処理しきれない水分があふれると、めまいや食欲低下に。食事を摂れないために気・血・水が作られず、さらに乾燥しやすくなり、もっと水分を摂りたくなる、という負のループに陥ってしまいます。体型にもよりますが、食事から摂る水分も含めて、1日2L程度を目安にしましょう。

【生活習慣】パソコン・スマホのダラダラ使いをやめる

目や頭の使いすぎによる血の不足が、うるおい不足につながり体を乾燥させるとお伝えしました。血を消耗させる代表的なNG習慣が、パソコンやスマホの使いすぎです。

寝る直前までスマホを見ている、朝から晩までパソコンと向き合っているなど、1日中ダラダラと使う習慣を見直し、血と水の消耗を防ぎましょう。

また、クヨクヨ悩みすぎることも血を減らします。落ち込みやモヤモヤを感じたら、紙に書き出して気持ちを吐き出すなど、考えすぎ・思いつめすぎにならないよう対策を。
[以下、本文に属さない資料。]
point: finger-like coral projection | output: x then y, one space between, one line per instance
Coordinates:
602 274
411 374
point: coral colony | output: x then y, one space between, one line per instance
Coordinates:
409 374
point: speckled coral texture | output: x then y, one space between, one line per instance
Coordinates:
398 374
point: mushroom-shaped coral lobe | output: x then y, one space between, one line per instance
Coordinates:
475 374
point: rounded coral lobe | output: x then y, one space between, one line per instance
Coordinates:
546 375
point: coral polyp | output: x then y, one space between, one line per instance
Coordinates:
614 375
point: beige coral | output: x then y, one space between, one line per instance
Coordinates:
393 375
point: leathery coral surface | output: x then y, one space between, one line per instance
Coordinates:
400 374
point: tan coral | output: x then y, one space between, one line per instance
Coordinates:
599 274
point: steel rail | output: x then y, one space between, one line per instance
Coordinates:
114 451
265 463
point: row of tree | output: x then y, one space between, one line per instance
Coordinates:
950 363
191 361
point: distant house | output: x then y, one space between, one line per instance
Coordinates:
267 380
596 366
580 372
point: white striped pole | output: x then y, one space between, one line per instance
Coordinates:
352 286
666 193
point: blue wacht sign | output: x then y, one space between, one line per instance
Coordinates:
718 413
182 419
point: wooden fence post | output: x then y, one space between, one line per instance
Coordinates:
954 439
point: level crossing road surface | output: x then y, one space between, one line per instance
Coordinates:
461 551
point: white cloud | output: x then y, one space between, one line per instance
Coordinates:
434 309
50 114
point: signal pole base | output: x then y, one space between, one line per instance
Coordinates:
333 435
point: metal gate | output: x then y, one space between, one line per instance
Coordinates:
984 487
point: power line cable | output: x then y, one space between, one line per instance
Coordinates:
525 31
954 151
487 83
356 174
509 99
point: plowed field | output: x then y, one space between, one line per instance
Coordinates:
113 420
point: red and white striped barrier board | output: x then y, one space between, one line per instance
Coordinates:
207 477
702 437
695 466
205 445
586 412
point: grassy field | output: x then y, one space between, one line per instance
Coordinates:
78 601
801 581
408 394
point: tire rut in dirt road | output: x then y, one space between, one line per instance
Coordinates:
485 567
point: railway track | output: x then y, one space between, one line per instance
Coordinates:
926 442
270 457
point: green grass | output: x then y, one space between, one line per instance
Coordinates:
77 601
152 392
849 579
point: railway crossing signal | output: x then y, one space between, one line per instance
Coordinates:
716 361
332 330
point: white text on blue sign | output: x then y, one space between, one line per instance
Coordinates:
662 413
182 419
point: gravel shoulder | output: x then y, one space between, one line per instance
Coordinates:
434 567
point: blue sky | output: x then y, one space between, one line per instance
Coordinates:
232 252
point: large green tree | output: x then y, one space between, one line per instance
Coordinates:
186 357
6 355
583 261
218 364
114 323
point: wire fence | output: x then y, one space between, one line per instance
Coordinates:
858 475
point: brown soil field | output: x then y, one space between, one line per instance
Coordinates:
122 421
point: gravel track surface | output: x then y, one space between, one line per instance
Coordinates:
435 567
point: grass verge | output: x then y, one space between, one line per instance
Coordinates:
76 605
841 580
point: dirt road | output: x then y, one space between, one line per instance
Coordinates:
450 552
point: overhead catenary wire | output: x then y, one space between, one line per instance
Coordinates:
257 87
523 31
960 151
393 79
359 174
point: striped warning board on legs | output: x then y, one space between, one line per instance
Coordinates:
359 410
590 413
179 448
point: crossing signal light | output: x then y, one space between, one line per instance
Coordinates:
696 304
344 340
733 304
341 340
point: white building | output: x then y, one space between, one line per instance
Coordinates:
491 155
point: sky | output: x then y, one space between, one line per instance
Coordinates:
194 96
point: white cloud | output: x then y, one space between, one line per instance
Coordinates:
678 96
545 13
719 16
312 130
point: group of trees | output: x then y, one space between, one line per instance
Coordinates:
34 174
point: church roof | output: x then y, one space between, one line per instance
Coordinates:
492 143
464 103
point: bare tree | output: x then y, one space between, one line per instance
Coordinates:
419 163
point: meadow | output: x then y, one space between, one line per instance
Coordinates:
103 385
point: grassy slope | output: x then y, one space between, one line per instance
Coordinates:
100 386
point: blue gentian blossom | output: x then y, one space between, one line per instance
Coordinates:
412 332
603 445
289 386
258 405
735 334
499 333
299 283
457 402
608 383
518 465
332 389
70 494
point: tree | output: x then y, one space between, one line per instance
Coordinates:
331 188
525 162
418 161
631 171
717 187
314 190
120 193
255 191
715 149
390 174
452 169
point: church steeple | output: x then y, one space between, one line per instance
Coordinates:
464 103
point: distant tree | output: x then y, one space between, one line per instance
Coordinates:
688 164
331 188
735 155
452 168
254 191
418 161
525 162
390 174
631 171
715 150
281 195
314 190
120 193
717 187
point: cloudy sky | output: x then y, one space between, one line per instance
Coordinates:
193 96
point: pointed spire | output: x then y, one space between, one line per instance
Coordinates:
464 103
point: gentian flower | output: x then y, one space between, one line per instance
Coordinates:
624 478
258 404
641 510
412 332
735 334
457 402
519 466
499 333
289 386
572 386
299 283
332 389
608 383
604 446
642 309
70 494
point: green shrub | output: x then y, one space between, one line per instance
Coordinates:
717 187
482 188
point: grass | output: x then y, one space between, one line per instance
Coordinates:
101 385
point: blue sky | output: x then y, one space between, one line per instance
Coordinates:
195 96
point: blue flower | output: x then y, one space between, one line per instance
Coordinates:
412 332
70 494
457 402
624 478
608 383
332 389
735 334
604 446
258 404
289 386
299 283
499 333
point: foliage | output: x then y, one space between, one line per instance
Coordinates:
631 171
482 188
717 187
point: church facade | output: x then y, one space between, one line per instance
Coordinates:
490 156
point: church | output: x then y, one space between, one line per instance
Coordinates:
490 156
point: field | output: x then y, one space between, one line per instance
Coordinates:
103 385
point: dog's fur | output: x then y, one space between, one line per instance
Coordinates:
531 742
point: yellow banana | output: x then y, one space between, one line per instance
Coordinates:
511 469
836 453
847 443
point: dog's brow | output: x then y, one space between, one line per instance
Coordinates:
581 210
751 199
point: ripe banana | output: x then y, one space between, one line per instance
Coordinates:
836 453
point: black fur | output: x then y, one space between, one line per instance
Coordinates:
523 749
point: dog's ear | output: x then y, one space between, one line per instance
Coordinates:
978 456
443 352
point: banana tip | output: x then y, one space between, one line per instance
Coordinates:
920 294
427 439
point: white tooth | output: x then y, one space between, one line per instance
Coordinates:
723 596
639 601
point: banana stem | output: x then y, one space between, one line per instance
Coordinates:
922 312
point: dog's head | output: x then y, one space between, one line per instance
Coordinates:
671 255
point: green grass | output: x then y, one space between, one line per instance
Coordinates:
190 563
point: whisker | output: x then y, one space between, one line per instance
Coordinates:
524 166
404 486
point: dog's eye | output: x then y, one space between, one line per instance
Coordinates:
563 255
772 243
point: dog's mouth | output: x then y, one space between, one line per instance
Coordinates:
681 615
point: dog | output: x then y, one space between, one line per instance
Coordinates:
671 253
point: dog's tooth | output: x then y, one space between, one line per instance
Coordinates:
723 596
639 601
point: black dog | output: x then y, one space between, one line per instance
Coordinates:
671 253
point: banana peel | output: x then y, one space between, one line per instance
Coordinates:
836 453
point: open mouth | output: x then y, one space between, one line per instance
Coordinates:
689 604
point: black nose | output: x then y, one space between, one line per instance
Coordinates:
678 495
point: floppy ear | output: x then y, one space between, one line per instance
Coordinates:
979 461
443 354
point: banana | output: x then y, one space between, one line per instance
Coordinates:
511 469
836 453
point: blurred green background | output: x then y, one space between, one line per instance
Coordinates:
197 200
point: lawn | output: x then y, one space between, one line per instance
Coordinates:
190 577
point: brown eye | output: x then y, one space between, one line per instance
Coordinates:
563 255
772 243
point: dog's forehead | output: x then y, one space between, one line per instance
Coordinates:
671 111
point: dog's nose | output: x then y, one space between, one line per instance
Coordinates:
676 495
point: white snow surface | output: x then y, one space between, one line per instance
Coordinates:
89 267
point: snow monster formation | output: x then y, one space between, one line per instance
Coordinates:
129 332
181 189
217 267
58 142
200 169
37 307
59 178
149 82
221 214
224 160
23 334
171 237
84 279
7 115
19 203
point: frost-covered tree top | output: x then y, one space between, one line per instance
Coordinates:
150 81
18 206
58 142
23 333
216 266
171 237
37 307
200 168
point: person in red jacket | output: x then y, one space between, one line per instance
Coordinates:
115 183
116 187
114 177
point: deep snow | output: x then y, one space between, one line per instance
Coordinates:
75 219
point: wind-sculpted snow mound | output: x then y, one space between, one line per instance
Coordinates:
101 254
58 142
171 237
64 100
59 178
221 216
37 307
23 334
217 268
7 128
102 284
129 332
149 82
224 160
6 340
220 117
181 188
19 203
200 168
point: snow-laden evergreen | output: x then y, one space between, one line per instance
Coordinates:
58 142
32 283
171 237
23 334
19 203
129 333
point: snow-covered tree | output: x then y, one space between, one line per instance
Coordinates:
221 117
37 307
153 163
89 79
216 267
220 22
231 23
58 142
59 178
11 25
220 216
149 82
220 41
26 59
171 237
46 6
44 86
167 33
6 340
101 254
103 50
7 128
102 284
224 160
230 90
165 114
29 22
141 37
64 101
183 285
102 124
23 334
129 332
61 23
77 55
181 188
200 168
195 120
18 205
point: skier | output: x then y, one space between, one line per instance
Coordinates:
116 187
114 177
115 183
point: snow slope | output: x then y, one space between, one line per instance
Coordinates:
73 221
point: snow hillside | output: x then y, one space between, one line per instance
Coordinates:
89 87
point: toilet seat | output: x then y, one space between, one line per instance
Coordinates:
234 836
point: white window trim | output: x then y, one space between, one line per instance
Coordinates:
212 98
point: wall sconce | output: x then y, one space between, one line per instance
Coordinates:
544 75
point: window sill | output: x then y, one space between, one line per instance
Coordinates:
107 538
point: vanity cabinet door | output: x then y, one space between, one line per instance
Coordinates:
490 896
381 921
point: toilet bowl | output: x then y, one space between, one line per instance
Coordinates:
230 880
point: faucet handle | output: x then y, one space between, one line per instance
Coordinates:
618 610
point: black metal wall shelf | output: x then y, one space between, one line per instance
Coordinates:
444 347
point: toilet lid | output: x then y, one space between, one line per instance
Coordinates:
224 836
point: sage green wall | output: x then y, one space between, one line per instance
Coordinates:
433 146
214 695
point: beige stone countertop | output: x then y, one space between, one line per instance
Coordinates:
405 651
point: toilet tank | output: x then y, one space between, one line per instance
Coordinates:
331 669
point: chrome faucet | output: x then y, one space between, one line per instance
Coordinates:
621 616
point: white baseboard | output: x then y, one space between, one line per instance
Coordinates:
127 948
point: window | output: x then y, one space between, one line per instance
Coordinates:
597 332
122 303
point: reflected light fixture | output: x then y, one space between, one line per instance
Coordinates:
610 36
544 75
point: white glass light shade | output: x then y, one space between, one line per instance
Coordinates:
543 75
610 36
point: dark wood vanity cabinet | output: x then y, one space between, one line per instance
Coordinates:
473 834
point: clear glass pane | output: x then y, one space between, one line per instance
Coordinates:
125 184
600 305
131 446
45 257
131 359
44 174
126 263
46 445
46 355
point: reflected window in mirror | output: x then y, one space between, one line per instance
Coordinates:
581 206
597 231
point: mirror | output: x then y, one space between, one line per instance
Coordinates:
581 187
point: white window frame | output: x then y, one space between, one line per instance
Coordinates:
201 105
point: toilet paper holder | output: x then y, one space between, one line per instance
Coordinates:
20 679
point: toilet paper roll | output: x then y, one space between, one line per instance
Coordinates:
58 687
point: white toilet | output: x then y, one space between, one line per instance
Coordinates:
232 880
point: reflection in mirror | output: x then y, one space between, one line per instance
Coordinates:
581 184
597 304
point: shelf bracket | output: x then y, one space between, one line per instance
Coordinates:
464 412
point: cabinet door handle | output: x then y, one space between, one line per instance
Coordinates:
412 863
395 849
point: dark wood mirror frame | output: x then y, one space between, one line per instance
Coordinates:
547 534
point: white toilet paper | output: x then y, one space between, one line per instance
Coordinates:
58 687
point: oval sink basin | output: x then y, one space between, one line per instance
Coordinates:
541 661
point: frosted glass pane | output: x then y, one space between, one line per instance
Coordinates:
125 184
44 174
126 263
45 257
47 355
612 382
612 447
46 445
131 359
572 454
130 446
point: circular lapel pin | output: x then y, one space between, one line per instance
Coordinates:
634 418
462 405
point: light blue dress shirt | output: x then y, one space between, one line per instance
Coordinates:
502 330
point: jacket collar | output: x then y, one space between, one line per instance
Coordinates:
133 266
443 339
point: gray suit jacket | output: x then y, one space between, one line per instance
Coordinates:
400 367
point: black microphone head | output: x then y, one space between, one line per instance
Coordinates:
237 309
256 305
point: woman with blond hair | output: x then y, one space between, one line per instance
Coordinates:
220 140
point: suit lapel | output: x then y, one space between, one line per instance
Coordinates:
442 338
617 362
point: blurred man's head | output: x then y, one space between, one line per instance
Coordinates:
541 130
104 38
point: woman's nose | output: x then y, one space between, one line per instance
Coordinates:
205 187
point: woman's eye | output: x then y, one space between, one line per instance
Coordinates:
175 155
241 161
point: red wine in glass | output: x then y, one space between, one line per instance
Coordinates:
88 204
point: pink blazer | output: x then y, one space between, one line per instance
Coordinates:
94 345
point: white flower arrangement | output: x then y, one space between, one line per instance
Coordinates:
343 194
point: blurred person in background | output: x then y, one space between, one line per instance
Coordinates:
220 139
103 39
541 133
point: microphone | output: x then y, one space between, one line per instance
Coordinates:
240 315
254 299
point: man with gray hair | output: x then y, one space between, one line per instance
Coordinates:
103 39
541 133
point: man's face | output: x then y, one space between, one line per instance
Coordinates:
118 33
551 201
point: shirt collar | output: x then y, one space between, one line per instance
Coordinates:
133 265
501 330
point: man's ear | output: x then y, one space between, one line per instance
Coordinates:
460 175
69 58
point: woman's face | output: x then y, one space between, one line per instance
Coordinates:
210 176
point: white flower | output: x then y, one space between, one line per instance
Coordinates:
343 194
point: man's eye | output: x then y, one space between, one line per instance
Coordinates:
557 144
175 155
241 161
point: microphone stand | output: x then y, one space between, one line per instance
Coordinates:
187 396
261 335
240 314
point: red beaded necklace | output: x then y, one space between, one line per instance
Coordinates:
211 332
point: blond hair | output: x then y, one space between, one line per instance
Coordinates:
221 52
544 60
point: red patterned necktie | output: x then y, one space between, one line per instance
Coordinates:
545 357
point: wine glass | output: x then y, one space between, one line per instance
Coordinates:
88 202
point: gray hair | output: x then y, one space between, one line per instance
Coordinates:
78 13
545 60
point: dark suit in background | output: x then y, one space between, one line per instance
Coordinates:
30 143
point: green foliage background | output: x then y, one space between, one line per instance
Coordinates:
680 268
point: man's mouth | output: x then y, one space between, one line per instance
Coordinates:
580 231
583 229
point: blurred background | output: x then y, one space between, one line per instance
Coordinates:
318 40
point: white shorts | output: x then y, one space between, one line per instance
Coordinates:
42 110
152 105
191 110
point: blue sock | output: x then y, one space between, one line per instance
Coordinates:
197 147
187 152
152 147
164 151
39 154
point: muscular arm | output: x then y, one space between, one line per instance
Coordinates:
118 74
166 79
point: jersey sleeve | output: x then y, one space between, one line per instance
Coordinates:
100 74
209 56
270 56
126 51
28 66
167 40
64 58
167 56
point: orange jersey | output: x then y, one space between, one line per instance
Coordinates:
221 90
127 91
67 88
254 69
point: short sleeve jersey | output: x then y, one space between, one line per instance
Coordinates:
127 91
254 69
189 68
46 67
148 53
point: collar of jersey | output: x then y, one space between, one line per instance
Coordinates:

今月の養生ポイント:ストレスの多い現代女性は「心の乾燥」ケアも忘れずに

肌や目、口、鼻など、体の乾燥に効果的な東洋医学の養生をご紹介しました。仕事や家事、子育て、親の介護など、やるべきことが山積みでストレスの多い現代女性は、体だけでなく、「心の乾燥」にも目を向けてほしいと思います。

人の言動にイライラしたり、今まで何とも思わなかった小さなことが気になったりするのは、心のうるおいが足りないからかもしれません。心がカサカサすると、周りに溢れるストレスを敏感にキャッチしてしまいます。

おすすめしたいのが、人と話すこと。カフェで友人と話す、ウォーキングをしながら会話をするなど、しゃべって笑ってストレスを外に発散すると、気の流れもスムーズになります。

心が満たされるとイライラや落ち込みもスッキリ。“うるおう心”を保ちながら、寒い時期も元気に過ごしていきましょう。